Бегло просмотрев досье Мотыля, он обратил внимание на скоросшиватели и стал пролистывать страницы, изобилующие мошенниками, двойными агентами и психами, которые, в самых разных уголках мира, всеми возможными способами старались, и порой небезуспешно, ввести в заблуждение разведывательные службы Запада.

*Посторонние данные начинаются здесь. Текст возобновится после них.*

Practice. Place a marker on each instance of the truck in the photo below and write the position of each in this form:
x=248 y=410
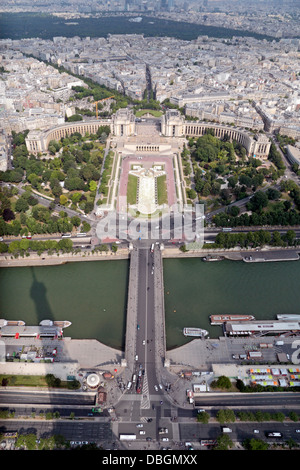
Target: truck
x=254 y=354
x=224 y=429
x=274 y=434
x=127 y=437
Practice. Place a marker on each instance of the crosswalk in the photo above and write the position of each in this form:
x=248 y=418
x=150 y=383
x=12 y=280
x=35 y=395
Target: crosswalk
x=145 y=403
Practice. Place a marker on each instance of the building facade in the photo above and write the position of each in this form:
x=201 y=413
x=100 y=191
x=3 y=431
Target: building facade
x=172 y=123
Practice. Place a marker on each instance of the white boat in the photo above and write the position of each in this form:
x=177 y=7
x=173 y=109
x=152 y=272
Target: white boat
x=4 y=322
x=288 y=317
x=198 y=332
x=219 y=319
x=60 y=324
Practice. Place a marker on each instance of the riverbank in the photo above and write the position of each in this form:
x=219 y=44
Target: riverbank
x=266 y=254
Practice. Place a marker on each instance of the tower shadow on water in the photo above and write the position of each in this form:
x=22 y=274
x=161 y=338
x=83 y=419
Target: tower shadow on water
x=38 y=293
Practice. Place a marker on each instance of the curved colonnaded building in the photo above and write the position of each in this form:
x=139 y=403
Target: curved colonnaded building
x=172 y=124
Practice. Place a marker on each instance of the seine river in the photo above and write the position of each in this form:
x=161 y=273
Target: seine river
x=93 y=295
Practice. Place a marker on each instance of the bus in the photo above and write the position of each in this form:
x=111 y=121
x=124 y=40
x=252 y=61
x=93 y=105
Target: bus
x=274 y=434
x=127 y=437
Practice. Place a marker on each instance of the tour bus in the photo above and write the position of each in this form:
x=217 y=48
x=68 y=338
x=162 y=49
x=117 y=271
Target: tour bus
x=274 y=434
x=129 y=385
x=127 y=437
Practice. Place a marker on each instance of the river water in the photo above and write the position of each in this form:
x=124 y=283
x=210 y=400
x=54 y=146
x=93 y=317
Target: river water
x=93 y=295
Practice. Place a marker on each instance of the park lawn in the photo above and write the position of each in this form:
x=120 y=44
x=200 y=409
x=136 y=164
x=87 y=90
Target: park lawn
x=132 y=189
x=162 y=194
x=154 y=112
x=25 y=380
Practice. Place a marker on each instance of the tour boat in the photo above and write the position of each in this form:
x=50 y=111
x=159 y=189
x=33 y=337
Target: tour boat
x=198 y=332
x=219 y=319
x=11 y=323
x=60 y=324
x=288 y=317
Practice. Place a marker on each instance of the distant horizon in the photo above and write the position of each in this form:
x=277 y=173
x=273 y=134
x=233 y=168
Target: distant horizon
x=17 y=26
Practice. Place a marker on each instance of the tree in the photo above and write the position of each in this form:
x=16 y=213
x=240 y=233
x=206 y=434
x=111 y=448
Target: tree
x=93 y=185
x=8 y=214
x=258 y=201
x=21 y=205
x=63 y=199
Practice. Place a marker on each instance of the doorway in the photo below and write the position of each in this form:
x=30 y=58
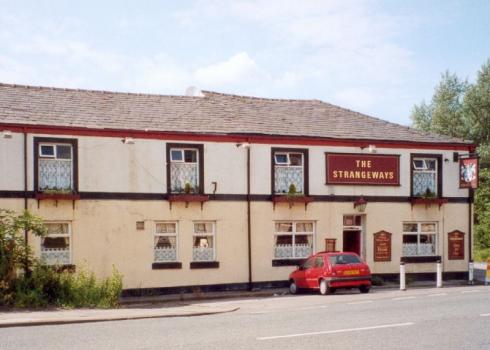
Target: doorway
x=352 y=241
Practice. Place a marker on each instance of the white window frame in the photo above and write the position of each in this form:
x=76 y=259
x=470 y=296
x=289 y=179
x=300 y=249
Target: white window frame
x=55 y=150
x=288 y=165
x=204 y=234
x=425 y=169
x=294 y=233
x=55 y=157
x=182 y=151
x=172 y=234
x=69 y=235
x=419 y=233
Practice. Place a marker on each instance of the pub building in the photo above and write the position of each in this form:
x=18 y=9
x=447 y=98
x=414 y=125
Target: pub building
x=217 y=191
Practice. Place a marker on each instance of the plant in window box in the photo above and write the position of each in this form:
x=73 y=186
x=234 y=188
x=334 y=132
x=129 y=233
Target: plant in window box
x=428 y=194
x=56 y=193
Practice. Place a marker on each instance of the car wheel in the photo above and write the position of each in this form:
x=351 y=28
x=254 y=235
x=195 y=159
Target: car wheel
x=364 y=289
x=293 y=288
x=325 y=288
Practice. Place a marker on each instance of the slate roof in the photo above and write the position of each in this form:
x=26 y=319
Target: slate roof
x=215 y=113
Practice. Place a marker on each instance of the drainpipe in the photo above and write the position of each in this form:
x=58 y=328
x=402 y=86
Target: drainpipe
x=470 y=221
x=249 y=228
x=26 y=233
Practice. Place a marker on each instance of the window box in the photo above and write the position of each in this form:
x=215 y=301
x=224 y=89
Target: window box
x=188 y=198
x=204 y=265
x=292 y=199
x=428 y=201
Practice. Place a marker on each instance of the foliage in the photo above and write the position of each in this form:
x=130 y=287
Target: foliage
x=49 y=286
x=462 y=110
x=45 y=285
x=15 y=254
x=482 y=211
x=445 y=114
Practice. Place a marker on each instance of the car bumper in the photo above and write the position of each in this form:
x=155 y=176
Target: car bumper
x=355 y=281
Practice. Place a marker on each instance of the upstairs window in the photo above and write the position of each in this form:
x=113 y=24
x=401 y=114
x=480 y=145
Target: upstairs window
x=185 y=168
x=289 y=171
x=55 y=246
x=293 y=240
x=55 y=165
x=426 y=176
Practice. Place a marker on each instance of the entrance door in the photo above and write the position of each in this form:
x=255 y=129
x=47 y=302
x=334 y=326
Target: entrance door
x=352 y=242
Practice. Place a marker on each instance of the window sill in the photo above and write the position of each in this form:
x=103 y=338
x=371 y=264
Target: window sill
x=287 y=262
x=291 y=199
x=57 y=196
x=204 y=265
x=166 y=265
x=428 y=201
x=188 y=198
x=420 y=259
x=66 y=267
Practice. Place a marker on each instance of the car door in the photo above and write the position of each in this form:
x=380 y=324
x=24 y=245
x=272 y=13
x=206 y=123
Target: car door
x=304 y=272
x=315 y=272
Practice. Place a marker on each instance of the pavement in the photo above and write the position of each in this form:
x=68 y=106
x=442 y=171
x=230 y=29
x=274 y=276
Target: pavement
x=178 y=305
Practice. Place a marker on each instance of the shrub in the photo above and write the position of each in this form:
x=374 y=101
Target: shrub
x=482 y=254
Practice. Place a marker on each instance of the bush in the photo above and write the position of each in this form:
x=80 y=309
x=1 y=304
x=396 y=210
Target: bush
x=482 y=254
x=48 y=286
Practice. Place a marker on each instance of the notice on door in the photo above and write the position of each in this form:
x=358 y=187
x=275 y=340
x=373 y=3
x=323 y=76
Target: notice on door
x=382 y=246
x=456 y=245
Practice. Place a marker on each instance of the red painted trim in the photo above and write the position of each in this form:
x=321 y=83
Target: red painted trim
x=258 y=139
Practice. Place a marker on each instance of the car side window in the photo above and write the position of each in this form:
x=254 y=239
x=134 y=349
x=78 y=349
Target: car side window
x=309 y=263
x=319 y=261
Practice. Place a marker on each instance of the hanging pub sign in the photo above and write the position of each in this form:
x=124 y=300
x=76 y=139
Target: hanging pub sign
x=468 y=173
x=382 y=246
x=361 y=169
x=456 y=245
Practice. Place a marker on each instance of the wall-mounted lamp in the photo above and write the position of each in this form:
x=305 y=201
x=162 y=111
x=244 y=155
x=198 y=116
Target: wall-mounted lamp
x=360 y=204
x=128 y=141
x=243 y=145
x=6 y=134
x=370 y=148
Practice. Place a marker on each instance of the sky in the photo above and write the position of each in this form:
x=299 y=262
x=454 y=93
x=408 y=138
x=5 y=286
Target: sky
x=375 y=57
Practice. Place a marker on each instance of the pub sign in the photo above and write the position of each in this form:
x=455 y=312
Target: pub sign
x=468 y=173
x=362 y=169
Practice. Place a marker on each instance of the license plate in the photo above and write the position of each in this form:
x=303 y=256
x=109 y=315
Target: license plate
x=351 y=272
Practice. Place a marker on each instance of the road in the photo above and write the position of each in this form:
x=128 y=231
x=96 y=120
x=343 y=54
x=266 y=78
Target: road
x=448 y=318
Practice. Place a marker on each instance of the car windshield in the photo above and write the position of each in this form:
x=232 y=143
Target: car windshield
x=342 y=259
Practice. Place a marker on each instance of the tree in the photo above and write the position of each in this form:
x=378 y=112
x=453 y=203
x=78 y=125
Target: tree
x=422 y=117
x=445 y=113
x=477 y=110
x=14 y=252
x=461 y=110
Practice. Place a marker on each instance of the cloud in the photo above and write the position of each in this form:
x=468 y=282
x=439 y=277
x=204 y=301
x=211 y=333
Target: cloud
x=237 y=69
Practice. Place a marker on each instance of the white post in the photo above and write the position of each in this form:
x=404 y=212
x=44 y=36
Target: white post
x=402 y=276
x=471 y=269
x=439 y=274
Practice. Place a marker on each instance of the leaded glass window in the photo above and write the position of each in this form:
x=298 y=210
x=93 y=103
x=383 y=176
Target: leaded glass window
x=165 y=242
x=55 y=167
x=288 y=172
x=424 y=177
x=204 y=245
x=293 y=239
x=419 y=239
x=184 y=170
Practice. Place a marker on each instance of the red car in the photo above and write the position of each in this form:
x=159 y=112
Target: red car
x=330 y=271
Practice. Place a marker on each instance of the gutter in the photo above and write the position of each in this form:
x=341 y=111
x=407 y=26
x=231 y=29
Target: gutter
x=249 y=221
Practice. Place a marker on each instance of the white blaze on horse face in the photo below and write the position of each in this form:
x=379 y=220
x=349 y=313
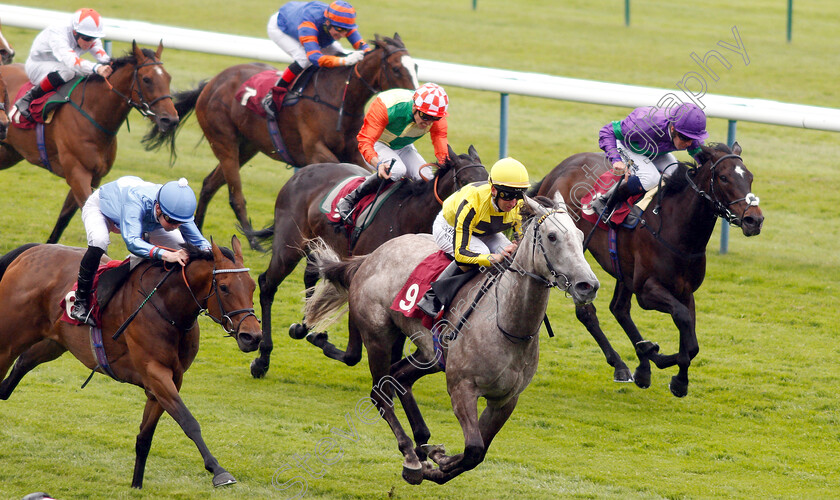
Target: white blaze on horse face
x=409 y=65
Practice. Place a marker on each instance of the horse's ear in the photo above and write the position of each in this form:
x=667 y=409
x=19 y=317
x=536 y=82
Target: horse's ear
x=237 y=248
x=473 y=154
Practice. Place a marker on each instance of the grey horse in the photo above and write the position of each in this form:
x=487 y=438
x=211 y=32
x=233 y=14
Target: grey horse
x=493 y=354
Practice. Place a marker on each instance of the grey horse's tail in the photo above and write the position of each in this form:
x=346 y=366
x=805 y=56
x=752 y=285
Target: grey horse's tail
x=329 y=297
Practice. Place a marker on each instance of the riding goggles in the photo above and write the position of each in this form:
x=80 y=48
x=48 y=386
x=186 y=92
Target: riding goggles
x=509 y=194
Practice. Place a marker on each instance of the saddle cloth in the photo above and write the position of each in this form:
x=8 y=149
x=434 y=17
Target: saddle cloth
x=417 y=284
x=364 y=207
x=252 y=91
x=42 y=108
x=101 y=294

В каждом отдельном случае просматривалась однообразная схема; из газет и базарных сплетен вытаскивалась крупица правды, к ней привязывались донесения, подготовленные с меньшей тщательностью — так дезинформатор проявлял свое презрение к дезинформируемому; и, наконец, полет фантазии, своего рода художественная дерзость, которая разом обрывала заранее обреченные отношения.
На одном донесении он обнаружил приписку с инициалами Глэдстона, сделанную осторожным круглым почерком: «Возможно, это Вас заинтересует».
Донесение было от перебежчика об испытаниях советских танков в районе Гаствайлера. Стояла пометка: «В работу не пускать: данные ложные». Потом шло длинное обоснование, в котором цитировались целые абзацы, почти буквально воспроизводившие текст советского военного учебника 1949 года. Автор донесения явно увеличил все параметры на треть и немного дал волю своему воображению. Тут же было приложено шесть очень неясных фотографий, которые якобы были сделаны из окна поезда с помощью телефотообъектива. На обратной стороне фотографий аккуратным почерком Мак-Каллоха было написано: «Утверждает, что снимал камерой Экзакта-2 восточногерманского производства. Дешевый футляр, объектив Экзакты. Низкая скорость затвора. Негативы смазанные, так как камеру в поезде трясло. Доверия не внушает». Выводы казались неубедительными. В обоих случаях — та же марка фотоаппарата, вот и все. Он запер сектор регистрации и пошел домой. Не его это обязанность, как сказал Леклерк, доказывать, что Христос родился в Рождество; не его дело доказывать, размышлял Холдейн, что Тэйлор был убит.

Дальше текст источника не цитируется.